Acolatse was born in 1880 to an affluent family and produced work that spanned nearly 50 years. From classical studio portraits of wealthy Togolese to documentary work covering captured territories, his lens gave a glimpse of what Togo was like during the German, French and British colonial periods.

In 1884, the area that is now Togo became part of the Togoland German protectorate. Lomé was laid out as a modern capital with three railways, and although the German occupation could be brutal, and used forced labor, some Ewe were recruited into what Germany called a “Musterkolonie” (model colony).

During Togo’s colonial periods, Acolatse began creating a series of postcards and taking poised studio portraits of Lomé bourgeoisie with their status shown through fashion.

Acolatse retired in the mid 1950s, a few years before Togo’s independence in 1960. He died in 1975, at 95 years old. Ayivi says what struck her most when she first saw Acolatse’s studio portraiture was what it represented – a sense of Togolese pride.

“It was for me, the first time I saw Togolese people photographed through a Togolese gaze,” she said. “The gaze that didn’t feel like it was exoticizing Togolese people.”

Her great-great-grandfather remains one of Ayivi’s biggest influences, despite them coming from completely different contexts. Ayivi was born in the US but grew up in Germany, and at the age of 15 moved to Lilongwe in Malawi before transferring to the UK to enrol at the University of the Arts London. Acolatse’s work inspired her to focus on fashion, particularly the social messages it can communicate.

For her, Acolatse’s photography challenges stereotypes of the African continent. “I’m really generalizing here, but it’s often a foreign gaze that serves a certain agenda that justifies developmental aid and all of these things,” she said. “Seeing imagery that didn’t serve this purpose at such an early stage was what inspired me.

“The intent that came behind that (Acolatse’s studio photography), it’s still a guiding principle for me today,” she added.

One of Ayivi’s favorite images of Acolatse’s is a self-portrait set against a romantic background. She argues that it is “Westernized” because of the pressures of colonial rule.
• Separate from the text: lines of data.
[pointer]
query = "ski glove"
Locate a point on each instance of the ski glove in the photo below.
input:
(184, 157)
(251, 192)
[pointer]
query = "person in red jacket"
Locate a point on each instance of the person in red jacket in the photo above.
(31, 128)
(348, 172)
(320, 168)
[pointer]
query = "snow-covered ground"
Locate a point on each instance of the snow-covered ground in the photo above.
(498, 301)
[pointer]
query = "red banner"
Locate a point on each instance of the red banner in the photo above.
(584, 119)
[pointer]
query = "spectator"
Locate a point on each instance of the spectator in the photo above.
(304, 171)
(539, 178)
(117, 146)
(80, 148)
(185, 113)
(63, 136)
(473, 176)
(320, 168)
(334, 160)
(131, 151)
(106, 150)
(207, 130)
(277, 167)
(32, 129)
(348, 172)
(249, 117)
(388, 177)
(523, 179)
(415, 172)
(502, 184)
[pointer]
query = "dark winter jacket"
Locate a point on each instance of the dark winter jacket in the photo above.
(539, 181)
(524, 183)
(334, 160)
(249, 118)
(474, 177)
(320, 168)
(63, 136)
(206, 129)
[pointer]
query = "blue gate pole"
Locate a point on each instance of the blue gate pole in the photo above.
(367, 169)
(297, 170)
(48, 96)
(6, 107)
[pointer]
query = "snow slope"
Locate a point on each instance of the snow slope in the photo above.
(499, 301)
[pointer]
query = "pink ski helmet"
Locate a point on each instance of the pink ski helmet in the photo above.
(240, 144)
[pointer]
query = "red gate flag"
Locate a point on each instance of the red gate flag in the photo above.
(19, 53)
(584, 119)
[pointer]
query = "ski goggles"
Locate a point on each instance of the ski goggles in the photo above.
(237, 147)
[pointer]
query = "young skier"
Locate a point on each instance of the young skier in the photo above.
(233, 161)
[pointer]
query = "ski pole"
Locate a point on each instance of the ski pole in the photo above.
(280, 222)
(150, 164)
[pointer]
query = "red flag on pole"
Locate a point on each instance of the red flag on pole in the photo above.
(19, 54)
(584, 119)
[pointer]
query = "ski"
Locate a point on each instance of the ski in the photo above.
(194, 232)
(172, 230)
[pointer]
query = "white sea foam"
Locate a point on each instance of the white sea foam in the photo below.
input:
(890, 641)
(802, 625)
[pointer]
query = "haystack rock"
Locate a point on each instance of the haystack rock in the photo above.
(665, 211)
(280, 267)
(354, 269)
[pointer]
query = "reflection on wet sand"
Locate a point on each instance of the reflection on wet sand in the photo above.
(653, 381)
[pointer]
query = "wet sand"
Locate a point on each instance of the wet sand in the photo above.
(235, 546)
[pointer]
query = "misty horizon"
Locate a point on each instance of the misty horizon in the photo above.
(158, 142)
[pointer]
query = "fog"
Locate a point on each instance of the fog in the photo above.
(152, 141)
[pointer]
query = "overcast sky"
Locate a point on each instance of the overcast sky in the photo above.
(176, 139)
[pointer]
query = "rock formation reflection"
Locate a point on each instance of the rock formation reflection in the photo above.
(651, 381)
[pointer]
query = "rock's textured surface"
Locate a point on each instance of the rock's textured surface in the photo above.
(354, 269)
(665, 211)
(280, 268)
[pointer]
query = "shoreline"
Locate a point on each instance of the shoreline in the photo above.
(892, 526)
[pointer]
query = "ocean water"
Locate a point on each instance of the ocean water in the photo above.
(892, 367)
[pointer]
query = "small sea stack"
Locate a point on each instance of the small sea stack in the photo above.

“You could see that style back in the days,” she said about Togo in the early 1900s. “The more assimilated you are, the more respected or the more serious a human you are. But there was still a sense of pride that I found very inspiring.”

Changing the lens

What Ayivi communicates in her own work is a sense of optimism and joy, even when exploring heavier subjects.

One of her favorite images that she has produced is “The Joy of it All,” which captures a group of people jumping at Lomé beach. “I’ve come to really love this image, it was a genuine moment of joy,” she said of the piece.

In 2019, Ayivi created a project called Togo Yeye in collaboration with her friend Malaika Nabilah – their aim to lift Togolese talent both at home and in the diaspora and improve Togolese representation in the creative industries. As a creative duo they’ve worked with brands like Levi’s and had their work shown on the PhotoVogue platform.

Ayivi now splits her time between New York and London, and she admits that this year she’s had the urge to step back so she can explore, experiment, and find herself again creatively.

“This industry is very fast-paced, especially in fashion, so you want to be sure that you don’t burnout quickly.”

But last month, alongside creative partner Nabilah, she was shooting in Togo again for a PhotoVogue project creating works inspired by the concept of beauty.

“For now, I’m really excited to create work in Togo again so that’s what brings me the most joy and I always find the most fulfilling,” she said.